The effect of myosin RLC phosphorylation in normal and cardiomyopathic mouse hearts.

Phosphorylation of the myosin regulatory light chain (RLC) by Ca(2+)-calmodulin-activated myosin light chain kinase (MLCK) is known to be essential for the inotropic function of the heart. In this study, we have examined the effects of MLCK-phosphorylation of transgenic (Tg) mouse cardiac muscle preparations expressing the D166V (aspartic acid to valine)-RLC mutation, identified to cause familial hypertrophic cardiomyopathy with malignant outcomes. Our previous work with Tg-D166V mice demonstrated a large increase in the Ca(2+) sensitivity of contraction, reduced maximal ATPase and force and a decreased level of endogenous RLC phosphorylation. Based on studies demonstrating the beneficial and/or protective effects of cardiac myosin phosphorylation for heart function, we hypothesized that an ex vivo phosphorylation of Tg-D166V cardiac muscle may rescue the detrimental contractile phenotypes observed earlier at the level of single myosin molecules and in Tg-D166V papillary muscle fibres. We showed that MLCK-induced phosphorylation of Tg-D166V cardiac myofibrils and muscle fibres was able to increase the reduced myofibrillar ATPase and reverse an abnormally increased Ca(2+) sensitivity of force to the level observed for Tg-wild-type (WT) muscle. However, in contrast to Tg-WT, which displayed a phosphorylation-induced increase in steady-state force, the maximal tension in Tg-D166V papillary muscle fibres decreased upon phosphorylation. With the exception of force generation data, our results support the notion that RLC phosphorylation works as a rescue mechanism alleviating detrimental functional effects of a disease causing mutation. Further studies are necessary to elucidate the mechanism of this unexpected phosphorylation-induced decrease in maximal tension in Tg-D166V-skinned muscle fibres.

Single molecule kinetics in the familial hypertrophic cardiomyopathy D166V mutant mouse heart.

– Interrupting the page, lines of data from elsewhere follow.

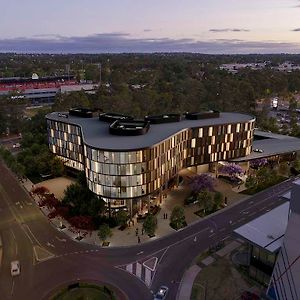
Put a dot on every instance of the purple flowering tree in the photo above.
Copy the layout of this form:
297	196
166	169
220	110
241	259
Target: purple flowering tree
258	163
202	182
231	169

One of the sarcomeric mutations associated with a malignant phenotype of familial hypertrophic cardiomyopathy (FHC) is the D166V point mutation in the ventricular myosin regulatory light chain (RLC) encoded by the MYL2 gene. In this report we show that the rates of myosin cross-bridge attachment and dissociation are significantly different in isometrically contracting cardiac myofibrils from right ventricles of transgenic (Tg)-D166V and Tg-WT mice. We have derived the myosin cross-bridge kinetic rates by tracking the orientation of a fluorescently labeled single actin molecule. Orientation (measured by polarized fluorescence) oscillated between two states, corresponding to the actin-bound and actin-free states of the myosin cross-bridge. The rate of cross-bridge attachment during isometric contraction decreased from 3 s(-1) in myofibrils from Tg-WT to 1.4 s(-1) in myofibrils from Tg-D166V. The rate of detachment decreased from 1.3 s(-1) (Tg-WT) to 1.2 s(-1) (Tg-D166V). We also showed that the level of RLC phosphorylation was largely decreased in Tg-D166V myofibrils compared to Tg-WT. Our findings suggest that alterations in the myosin cross-bridge kinetics brought about by the D166V mutation in RLC might be responsible for the compromised function of the mutated hearts and lead to their inability to efficiently pump blood.